Metal Gear Solid V: Ground Zeroes sent me back to that state. But not for the reasons you might think...

I’m good at stealth games. I’ve slowly learned to love them after realizing a good stealth game isn’t about a perfect run. It's about being a predator, your ability to rapidly improvise or achieve mastery over the level design. But it wasn't my multiple deaths during my 90-minute run of Ground Zeroes that brought me back to my formative years.

You might have heard that Ground Zeroes is only one level. That’s moderately true. The game only has one open-world area, but it also has the main mission, multiple side missions, collectibles, and reformatted versions of the map that redefine the replayable space. But it’s causing annoyance among some gamers. Some say it’s not worth the price, some say it’s just a $30 demo. But for me, I was blasted back to that time when I didn’t understand how gaming worked at all.

When I first discovered Ground Zeroes didn’t have more than 90 minutes of story campaign, I’ll admit, I was a little befuddled. But I remembered that I have done this before. I thought back to my first computer games that my mom reluctantly installed on her Windows 98 PC --  games like Lego Racers and Star Wars: Pod Racing.

I recall these games when I think about Ground Zeroes because I remember what it was like to willingly play the same level over and over again.  This stage of childhood provided this very shallow pool of gaming to me. There was just one level or just one race, mostly because I was too nervous to go any further, too afraid of the challenge to go beyond what I knew I could accomplish.

The single setting in Metal Gear Solid: Ground Zeroes

The single setting in Metal Gear Solid: Ground Zeroes

At the time, the incentive to go further never existed. The knowledge of something that lives beyond completion, an "endgame," wasn't there. Progression meant something different, fun was viewed from a different lens.

And at that time, I was bad at video games.   

Gaming isn’t just what happens when we pick up the controller. It’s a language and culture, a set of shared understandings that could have wound up completely different if certain events hadn’t happened at certain times.
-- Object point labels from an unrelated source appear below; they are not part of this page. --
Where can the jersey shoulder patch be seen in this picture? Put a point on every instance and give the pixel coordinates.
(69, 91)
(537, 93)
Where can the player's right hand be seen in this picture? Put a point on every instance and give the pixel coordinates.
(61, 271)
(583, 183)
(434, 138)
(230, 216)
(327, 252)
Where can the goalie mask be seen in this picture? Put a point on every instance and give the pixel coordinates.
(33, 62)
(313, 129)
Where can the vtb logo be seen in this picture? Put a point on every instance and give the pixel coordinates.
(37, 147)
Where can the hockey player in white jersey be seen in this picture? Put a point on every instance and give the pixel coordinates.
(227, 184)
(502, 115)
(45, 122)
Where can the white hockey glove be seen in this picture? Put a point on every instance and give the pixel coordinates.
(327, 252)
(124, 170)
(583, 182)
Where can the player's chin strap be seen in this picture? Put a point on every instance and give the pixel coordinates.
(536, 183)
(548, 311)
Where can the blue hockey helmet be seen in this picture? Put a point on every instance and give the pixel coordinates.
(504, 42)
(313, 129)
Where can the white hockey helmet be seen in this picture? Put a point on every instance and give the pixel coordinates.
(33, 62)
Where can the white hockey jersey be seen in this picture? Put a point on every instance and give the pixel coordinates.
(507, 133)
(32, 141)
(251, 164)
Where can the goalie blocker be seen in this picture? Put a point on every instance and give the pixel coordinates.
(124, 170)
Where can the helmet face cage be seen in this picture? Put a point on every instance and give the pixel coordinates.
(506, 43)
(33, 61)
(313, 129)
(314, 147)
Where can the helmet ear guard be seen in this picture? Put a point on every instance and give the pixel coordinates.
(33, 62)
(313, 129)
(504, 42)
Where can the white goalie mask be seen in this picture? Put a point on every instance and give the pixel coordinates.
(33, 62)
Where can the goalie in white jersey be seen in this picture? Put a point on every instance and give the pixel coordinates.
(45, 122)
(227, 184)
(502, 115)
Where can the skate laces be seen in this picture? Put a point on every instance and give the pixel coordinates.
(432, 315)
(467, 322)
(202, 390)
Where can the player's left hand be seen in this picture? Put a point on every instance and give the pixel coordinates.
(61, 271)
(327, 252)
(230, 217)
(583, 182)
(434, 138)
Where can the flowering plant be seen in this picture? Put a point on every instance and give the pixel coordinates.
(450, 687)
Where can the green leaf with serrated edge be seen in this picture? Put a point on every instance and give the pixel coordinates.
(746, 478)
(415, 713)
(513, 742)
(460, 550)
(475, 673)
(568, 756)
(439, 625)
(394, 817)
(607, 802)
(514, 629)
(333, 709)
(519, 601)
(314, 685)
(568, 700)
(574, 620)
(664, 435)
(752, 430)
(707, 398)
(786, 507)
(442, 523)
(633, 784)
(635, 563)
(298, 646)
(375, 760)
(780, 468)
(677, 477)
The concept of levels, boss battles, PVP versus PVE, all of these are interpretations created by people, not concepts inherent to the idea of "gaming." And when we start off gaming, we don’t understand that.

And in Ground Zeroes, I felt that once again.   

The game wants you to have a vague idea of progression. It ends with a trailer showing Snake waking up in 10 years in the hospital after a coma. But in this game, right now, I can’t go forward. I can only play the same level over and over again, just with different modifiers and objectives. Somewhere out there in the world, there is a version of this game that lets me progress forward.   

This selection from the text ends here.